A: After the Olympics, I sent him a message that said “You’ve worked hard!” During the free skate, I saw a very Daisuke-like performance and said “That’s really cool!”, to which he replied to with “I didn’t skate my best.” I then responded back with “That’s certainly not the case.” After coming back to Japan, Daisuke went underwent a checkup, and the results swayed the skating federation to approach me and ask “Do you want to go to the World Championships?” He later sent me a message that said “Sorry that I had to have you go around so much,” but I don’t think that I’ve been played. It’s not like he’s my girlfriend, after all (laughs). I personally think that it was a great learning experience. It feels more like he was giving his juniors some advice, so there’s nothing bad about it…. I don’t know (laughs).
Q: Compared to the past four years, what is your stand on the four years that have still to come?
A: I can’t remember when, but a fellow skater once asked me: “Taka, do you plan on continuing skating?”, to which I replied with: “Yup, I plan on continuing.” He responded to my answer with: “The Japanese media will definitely ask you what you plan on doing in four years time!” I also remembered him saying that “Perhaps you don’t need to decide that far off into the future…” In reality, I’ve just continued skating through the years by focusing on one each year. In a blink of the eye, it’s already been this long. I walk the path that I’ve chosen a step at a time, only thinking about whether to put my left or my right foot out. Just like that, time has passed by quickly. Till now, I still continue skating with this type of mindset. I like to think that I’m like a multi-season DVD. I plan on flipping to the next page of my career one step at a time.
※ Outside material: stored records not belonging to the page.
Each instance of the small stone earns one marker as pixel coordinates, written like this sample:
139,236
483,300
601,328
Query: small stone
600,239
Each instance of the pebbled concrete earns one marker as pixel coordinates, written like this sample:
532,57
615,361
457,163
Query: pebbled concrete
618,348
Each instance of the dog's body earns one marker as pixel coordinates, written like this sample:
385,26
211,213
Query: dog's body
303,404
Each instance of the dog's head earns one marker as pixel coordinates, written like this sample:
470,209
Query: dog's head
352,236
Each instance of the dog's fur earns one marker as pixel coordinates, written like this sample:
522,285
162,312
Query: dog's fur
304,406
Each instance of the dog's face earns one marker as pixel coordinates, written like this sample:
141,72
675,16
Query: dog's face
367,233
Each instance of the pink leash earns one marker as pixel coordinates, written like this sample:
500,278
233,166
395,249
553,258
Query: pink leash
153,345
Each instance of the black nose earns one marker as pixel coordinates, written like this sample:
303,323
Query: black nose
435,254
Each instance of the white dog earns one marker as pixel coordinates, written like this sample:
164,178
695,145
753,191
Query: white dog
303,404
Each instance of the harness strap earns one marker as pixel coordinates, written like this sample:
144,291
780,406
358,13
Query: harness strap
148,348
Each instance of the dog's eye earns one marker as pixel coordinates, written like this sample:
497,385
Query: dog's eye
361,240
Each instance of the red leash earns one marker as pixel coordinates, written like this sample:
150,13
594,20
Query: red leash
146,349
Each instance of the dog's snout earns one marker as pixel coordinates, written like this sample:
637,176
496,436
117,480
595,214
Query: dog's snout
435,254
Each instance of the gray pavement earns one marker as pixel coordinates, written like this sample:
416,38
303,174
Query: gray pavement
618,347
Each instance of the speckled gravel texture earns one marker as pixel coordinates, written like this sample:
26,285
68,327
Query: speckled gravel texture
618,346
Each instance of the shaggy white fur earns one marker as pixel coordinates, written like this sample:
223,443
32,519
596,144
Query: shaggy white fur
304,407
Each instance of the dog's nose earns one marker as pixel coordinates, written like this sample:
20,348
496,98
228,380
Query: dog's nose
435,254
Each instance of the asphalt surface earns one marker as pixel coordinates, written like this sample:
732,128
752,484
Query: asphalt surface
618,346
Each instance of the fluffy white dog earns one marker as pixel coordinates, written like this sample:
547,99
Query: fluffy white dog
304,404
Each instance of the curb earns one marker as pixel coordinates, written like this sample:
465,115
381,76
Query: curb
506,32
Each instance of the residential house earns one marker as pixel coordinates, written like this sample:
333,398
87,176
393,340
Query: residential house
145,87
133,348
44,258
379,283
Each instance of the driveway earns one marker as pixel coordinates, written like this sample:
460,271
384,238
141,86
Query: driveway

Q: How do you plan on improving your stage presence and performance skills from now on?
A: It’s blatantly obvious that I can’t do it myself. I’ll need to listen and find out what other people think about my skating first, and then ask for suggestions on any possible moves that I can do. In order to do that, I’ll need to copy other people’s movements, and mix it in with what I have thus far to create my own original style. I think that it’s crucial that I search for new movements.